However, in Industrial Internet scenarios, operation and maintenance personnel not only require models to accurately identify whether an event is classified as an attack but also demand clear justifications for these decisions and traceable reasoning processes. Traditional machine learning models represented by XGBoost are essentially “black-box models” that cannot provide clear decision-making logic and interpretability for operation and maintenance staff, making it difficult for them to meet the stringent requirements of the Industrial Internet field.

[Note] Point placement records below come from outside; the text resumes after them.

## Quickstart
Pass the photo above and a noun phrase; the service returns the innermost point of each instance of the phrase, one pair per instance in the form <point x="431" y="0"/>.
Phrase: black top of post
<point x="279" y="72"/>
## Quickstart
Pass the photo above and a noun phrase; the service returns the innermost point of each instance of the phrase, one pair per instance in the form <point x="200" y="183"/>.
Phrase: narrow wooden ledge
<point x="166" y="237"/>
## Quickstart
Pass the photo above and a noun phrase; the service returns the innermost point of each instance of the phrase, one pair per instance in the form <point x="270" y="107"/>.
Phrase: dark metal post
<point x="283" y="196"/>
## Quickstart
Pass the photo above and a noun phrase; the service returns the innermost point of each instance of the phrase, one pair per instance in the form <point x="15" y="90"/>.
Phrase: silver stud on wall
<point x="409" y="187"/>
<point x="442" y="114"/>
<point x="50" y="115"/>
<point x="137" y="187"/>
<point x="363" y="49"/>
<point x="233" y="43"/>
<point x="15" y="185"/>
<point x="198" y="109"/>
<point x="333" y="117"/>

In contrast, the CG-BRB model offers inherently strong interpretability, which enables explicit and traceable reasoning processes. Therefore, it is more suitable for the practical application requirements of the Industrial Internet domain.
Overall analysis shows that the CG-BRB model is not only statistically superior to the RF, KNN, and PSO-SVM models but also that it has a unique interpretability advantage while maintaining performance comparable to that of the XGBoost model. It fully meets the dual requirements of model performance and operational security in the Industrial Internet field, making it a better solution for imbalanced data classification tasks in this field.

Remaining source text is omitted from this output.